Hacker News new | ask | show | jobs
by taliesinb 2478 days ago
> It's hard to reformulate programs in a way s.t. the derivative can mean something meaningful.

Really? The gradients computed by AD are the exact answer to the following question: if I were to change this input or parameter an infinitesimal amount, how much would it change the output of my function? That is always meaningful (when it is defined), and means what I just said. You can easily make functions where it is not defined, of course, just like you can make a sphere into two spheres with the Banach-Tarski theorem!

But there are vast, vast forests of numerical computation employed in industry, science, finance, engineering, where it is almost always defined.

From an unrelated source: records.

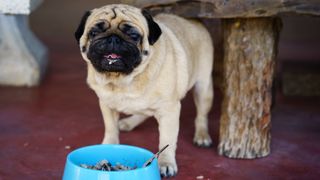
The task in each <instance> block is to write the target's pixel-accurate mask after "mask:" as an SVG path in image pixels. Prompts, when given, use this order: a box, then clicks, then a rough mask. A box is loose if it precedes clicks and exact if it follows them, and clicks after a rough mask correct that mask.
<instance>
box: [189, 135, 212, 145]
mask: <svg viewBox="0 0 320 180" xmlns="http://www.w3.org/2000/svg"><path fill="white" fill-rule="evenodd" d="M193 143H194V144H195V145H197V146H199V147H210V146H211V144H212V140H211V137H210V135H209V134H208V132H207V131H198V132H196V134H195V135H194V138H193Z"/></svg>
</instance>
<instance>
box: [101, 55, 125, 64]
mask: <svg viewBox="0 0 320 180" xmlns="http://www.w3.org/2000/svg"><path fill="white" fill-rule="evenodd" d="M103 57H104V60H106V61H107V62H108V64H109V65H112V64H114V63H116V62H118V61H120V60H121V58H122V57H121V55H119V54H115V53H110V54H106V55H104V56H103Z"/></svg>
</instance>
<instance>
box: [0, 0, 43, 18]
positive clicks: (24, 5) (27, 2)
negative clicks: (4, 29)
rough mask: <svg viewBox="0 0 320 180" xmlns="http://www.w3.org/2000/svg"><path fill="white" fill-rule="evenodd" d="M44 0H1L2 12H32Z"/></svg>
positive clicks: (0, 11)
mask: <svg viewBox="0 0 320 180" xmlns="http://www.w3.org/2000/svg"><path fill="white" fill-rule="evenodd" d="M41 3H42V0H0V13H2V14H24V15H28V14H30V13H31V12H32V11H33V10H34V9H36V8H37V7H38V6H39V5H40V4H41Z"/></svg>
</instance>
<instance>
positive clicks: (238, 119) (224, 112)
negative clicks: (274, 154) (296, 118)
mask: <svg viewBox="0 0 320 180" xmlns="http://www.w3.org/2000/svg"><path fill="white" fill-rule="evenodd" d="M222 21H223V22H222V28H223V31H224V32H223V33H224V62H223V63H224V80H223V89H224V90H223V97H224V99H223V105H222V115H221V120H220V137H219V140H220V142H219V146H218V152H219V154H220V155H224V156H227V157H230V158H247V159H252V158H258V157H264V156H267V155H268V154H269V153H270V139H271V136H270V127H271V121H270V117H271V112H270V106H271V99H272V94H271V88H272V80H273V74H274V65H275V57H276V54H277V43H278V37H279V31H280V29H281V20H280V19H279V18H248V19H245V18H243V19H224V20H222Z"/></svg>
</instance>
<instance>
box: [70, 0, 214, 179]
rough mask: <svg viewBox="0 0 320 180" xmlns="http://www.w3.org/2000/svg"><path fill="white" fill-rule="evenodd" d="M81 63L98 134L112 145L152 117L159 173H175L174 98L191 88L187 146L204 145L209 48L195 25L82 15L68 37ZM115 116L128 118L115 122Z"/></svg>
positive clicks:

And even for more “chunky” computations where the non-differentiability is more severe, there are algorithms like REINFORCE that you can use to estimate gradients through these parts.

1 comments

It's not meaningful in the sense that it won't correspond with your intuition of "will increasing the input increase my output". Presumably the point of differentiable programming isn't just getting the derivative for fun, it's for optimizing some quantity.

For example, take this code.

     x,y
     for (int i=0; i<x; i++)
         y += 1
     return y
It's technically true that the gradient of 0 is correct (modulo boundaries). But if someone was trying to optimize this function, that's not very helpful.

I believe REINFORCE is not of much help either - it's not magic. I'm not aware of any stochastic gradient estimators that are helpful in this case (although if there is a method I'd like to hear about it).